Tesco has conceded some of its products were given ‘may contain nuts’ warnings unnecessarily and has apologised to allergy sufferers for the “confusion and anguish” this caused.
It has announced a labelling review on all its products, asking suppliers to double-check that products only carry nut warnings where there is a demonstrable risk of cross-contamination and remove warning labels where necessary.
“Recently, how we label has changed and in that changeover the ‘may contain’ statement has been put on products it shouldn’t”
It comes after allergy campaigners – led by parents of children with nut allergies – complained Tesco had added numerous new ‘may contain nuts’ warnings to own-label products that had previously been deemed safe for allergy sufferers. These included cooked ham, apple juice and baked beans, among others.
Tesco initially rejected campaigners’ suggestions that the warnings were unnecessary, saying it had changed the format of its labels ahead of new EU labelling rules coming in later this year and only added ‘may contain nuts’ warnings where there was a genuine risk.

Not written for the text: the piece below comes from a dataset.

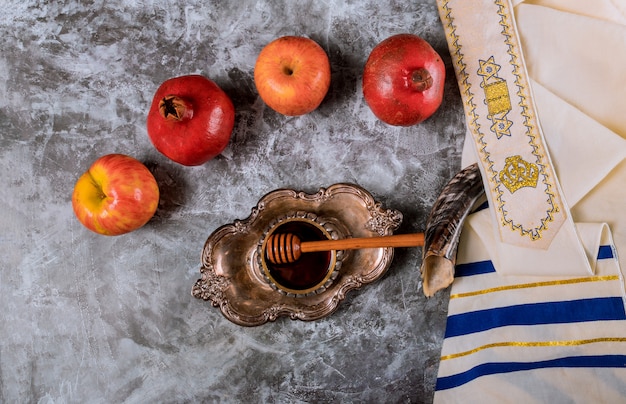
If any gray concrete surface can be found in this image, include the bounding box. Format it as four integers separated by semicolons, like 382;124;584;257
0;0;464;403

But on Monday (28 April), one of Tesco’s customer service representatives posted a message on Facebook admitting some of the labels had turned out to be unnecessary and apologising to customers.
“Recently, how we label has changed and in that changeover the ‘may contain’ statement has been put on products it shouldn’t and caused a lot of confusion and anguish amongst our customers – for which we are very sorry,” he said.

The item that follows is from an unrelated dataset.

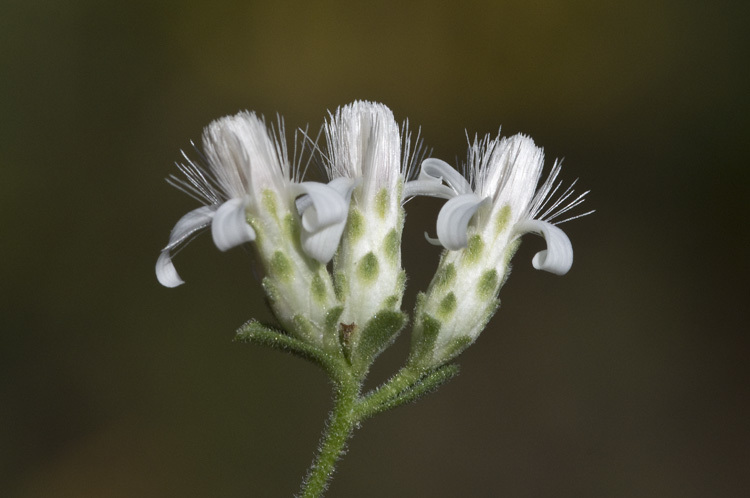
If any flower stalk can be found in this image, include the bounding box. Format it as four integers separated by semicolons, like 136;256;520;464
156;102;589;498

He reiterated it was Tesco’s policy to only display warning labels where there was genuine risk, and said it had asked its suppliers to review their risk assessment procedures. “The risk assessments for products with a ‘may contains’ statement are being reviewed and where following that review we can’t demonstrate there is a significant risk of cross contamination we will remove the ‘may contain’ statement from the label.”
He added: “We will also continue to work with our suppliers to ensure they have good manufacturing practices in place to reduce the risk of cross contamination – if we can remove the risk, we will remove the ‘may contain’.”
Campaign will continue
Alexa Baracaia, one of the campaigners, welcomed Tesco’s apology this week but said the campaign would continue.

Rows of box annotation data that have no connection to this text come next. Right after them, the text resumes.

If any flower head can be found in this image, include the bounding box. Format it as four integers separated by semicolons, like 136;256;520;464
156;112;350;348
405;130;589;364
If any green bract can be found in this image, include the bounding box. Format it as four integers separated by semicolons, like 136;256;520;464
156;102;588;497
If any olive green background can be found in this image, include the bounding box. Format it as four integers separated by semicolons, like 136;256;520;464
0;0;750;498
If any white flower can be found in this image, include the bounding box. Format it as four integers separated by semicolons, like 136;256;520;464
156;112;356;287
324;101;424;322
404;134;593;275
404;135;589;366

“While we obviously welcome Tesco’s admission after weeks of claiming otherwise that they did get their labelling wrong, we now want Tesco to engage with us properly and fully until the situation is resolved,” she said.
“Tesco needs to dramatically improve its communications with allergic consumers”
“We expect to be kept informed of which items will see the ‘may contain’ labels removed and when. Tesco also needs to dramatically improve its communications with allergic consumers: we are entitled to full explanations of risk for specific products and will absolutely not be fobbed off with any more generalised and, indeed, factually incorrect responses from ill-informed staff.
“The campaign will continue until we are satisfied that all the unnecessary ‘may contain’ labels are removed and we are receiving the information we are entitled to from a consumer care team properly trained to handle allergen queries.”
As reported by The Grocer two weeks ago , Tesco has already announced it will remove a nut warning from one of its ham products following a risk review. A spokeswoman for Tesco said the retailer would ensure allergy sufferers were informed properly of any changes to labels and was currently working out how best to do this.